I showed up and I made it! It's truly a miracle I was able to ATTEND AND FINISH, under 5 hours in the cold rain, with a blister after being so sick! By the way, I found out later Tracy was the first woman to cross the finish line. Yay, Tracy! Yay, God!
I see my marathon the same way I see life.
What I’m learning is there’s always going to be variables at play. Things working for me and against me. It doesn't change the truth that who I sense I'm meant to become takes work!
It takes me establishing a routine...
It takes paying attention to how I'm doing along the way...
It takes commitment and endurance without knowing the exact outcome...
It takes God... It takes his people!
We're here to SHOW UP and do our very best with what we're given. It’s not as much about the "big" goals but about the "Full Life" Jesus offers. That my friend, is something that is guaranteed always and starts right NOW wherever you are.
I ran for God and me, and any of you out here; the onlookers, the witnesses to my story, and hoped you'd be encouraged in some way. Like the marathoner who unknowingly inspired me last October, if I've inspired you, I ran for you too.
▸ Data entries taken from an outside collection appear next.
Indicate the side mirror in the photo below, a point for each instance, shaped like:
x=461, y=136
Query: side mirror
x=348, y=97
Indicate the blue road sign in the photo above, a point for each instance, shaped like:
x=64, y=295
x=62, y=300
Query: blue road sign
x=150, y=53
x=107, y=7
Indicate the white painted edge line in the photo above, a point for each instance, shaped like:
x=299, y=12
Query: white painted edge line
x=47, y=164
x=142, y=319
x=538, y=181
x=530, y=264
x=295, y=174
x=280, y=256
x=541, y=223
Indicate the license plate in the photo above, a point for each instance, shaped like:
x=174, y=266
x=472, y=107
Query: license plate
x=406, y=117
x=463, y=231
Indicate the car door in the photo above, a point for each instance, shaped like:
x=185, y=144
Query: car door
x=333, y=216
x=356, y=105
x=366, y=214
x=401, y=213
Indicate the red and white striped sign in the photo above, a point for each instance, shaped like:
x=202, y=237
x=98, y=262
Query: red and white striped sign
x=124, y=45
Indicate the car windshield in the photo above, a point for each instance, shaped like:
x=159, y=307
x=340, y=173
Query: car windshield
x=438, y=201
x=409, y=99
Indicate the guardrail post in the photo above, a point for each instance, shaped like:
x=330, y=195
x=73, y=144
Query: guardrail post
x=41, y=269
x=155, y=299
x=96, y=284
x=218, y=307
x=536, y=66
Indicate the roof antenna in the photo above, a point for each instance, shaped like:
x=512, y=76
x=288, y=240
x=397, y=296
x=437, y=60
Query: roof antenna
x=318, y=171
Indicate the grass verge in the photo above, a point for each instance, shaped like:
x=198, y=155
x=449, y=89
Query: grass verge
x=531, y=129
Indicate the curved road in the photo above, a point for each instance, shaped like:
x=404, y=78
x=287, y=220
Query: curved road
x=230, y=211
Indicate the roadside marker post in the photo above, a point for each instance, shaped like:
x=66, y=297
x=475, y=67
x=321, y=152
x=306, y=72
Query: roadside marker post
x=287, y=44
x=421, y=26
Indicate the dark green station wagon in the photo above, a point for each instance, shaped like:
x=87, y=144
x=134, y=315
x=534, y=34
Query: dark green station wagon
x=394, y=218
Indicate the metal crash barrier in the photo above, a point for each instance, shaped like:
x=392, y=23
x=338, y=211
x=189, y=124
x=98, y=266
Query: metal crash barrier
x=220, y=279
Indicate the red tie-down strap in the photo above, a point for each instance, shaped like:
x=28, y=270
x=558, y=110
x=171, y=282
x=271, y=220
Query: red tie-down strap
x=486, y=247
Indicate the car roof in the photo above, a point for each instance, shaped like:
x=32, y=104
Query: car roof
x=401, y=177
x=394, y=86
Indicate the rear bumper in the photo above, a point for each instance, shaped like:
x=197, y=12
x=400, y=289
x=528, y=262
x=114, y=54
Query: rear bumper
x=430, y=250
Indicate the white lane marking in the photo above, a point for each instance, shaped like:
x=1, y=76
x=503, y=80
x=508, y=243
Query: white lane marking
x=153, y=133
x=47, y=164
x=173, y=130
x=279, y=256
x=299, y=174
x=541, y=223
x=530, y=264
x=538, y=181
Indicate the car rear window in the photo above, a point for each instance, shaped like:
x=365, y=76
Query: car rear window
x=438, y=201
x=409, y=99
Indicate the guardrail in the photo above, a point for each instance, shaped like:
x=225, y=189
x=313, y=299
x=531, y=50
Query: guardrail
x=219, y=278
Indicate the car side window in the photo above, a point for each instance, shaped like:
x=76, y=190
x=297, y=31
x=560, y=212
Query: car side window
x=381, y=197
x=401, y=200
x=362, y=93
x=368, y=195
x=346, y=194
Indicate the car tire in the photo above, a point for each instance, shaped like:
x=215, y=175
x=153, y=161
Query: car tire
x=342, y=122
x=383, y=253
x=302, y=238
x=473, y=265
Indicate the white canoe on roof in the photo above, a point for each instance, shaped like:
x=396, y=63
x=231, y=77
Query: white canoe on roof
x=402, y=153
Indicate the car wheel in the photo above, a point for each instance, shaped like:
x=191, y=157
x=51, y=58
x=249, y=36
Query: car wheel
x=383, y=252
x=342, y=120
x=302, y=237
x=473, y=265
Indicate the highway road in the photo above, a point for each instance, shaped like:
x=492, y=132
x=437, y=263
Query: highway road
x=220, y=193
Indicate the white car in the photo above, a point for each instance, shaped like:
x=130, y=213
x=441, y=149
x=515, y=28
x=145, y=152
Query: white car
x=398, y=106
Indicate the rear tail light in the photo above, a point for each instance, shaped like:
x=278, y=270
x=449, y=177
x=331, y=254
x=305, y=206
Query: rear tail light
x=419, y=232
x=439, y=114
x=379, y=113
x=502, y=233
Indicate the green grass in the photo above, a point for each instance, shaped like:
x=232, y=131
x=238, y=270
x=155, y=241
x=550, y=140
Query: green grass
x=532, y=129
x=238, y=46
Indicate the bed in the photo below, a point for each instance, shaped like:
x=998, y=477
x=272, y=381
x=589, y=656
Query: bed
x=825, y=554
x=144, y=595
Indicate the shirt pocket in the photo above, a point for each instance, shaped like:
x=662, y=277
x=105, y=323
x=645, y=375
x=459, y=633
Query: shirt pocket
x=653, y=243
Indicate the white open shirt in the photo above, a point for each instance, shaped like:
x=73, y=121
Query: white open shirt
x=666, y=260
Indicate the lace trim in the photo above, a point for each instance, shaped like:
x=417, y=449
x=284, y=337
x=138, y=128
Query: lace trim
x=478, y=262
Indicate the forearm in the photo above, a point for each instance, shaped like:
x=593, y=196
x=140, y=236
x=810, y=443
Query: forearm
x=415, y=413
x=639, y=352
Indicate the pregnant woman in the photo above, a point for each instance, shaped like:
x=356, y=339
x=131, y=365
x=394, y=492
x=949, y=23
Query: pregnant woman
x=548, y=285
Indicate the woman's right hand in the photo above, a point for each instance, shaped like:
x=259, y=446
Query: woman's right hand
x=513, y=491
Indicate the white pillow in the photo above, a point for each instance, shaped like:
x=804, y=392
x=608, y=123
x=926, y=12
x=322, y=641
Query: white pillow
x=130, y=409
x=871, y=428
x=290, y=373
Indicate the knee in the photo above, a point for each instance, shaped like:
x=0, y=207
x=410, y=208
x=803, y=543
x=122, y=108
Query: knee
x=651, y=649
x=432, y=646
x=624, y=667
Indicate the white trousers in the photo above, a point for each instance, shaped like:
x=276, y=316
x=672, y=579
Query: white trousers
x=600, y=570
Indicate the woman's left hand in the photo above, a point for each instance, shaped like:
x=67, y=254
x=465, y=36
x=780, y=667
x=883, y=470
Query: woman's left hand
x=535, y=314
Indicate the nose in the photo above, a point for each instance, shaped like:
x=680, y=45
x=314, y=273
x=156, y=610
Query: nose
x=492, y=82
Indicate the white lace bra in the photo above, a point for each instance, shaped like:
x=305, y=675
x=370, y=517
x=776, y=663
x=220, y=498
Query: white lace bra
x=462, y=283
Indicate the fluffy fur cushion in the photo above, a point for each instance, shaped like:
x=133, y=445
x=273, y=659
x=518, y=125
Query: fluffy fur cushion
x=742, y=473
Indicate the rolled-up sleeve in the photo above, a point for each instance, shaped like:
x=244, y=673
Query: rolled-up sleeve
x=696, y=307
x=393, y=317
My prayer was that my training and the marathon experience would become a part of who I am. And the more I’ve let it simply sink in over the past week and a half, I feel it has become a personal marathon miracle. That years from now I'll look back on this little piece of my story and be able to give God full glory! Arriving at this appointed destination and celebrating it through sweet reflection has become "the icing on the cake" for me. The journey, the months of training was just as important if not actually more than what happened on race day.
Whatever "race" you need to enter in your life right now, may you too run toward Jesus and become stronger for it! May you point your body and soul in one direction and don't stop until you get to the finish line.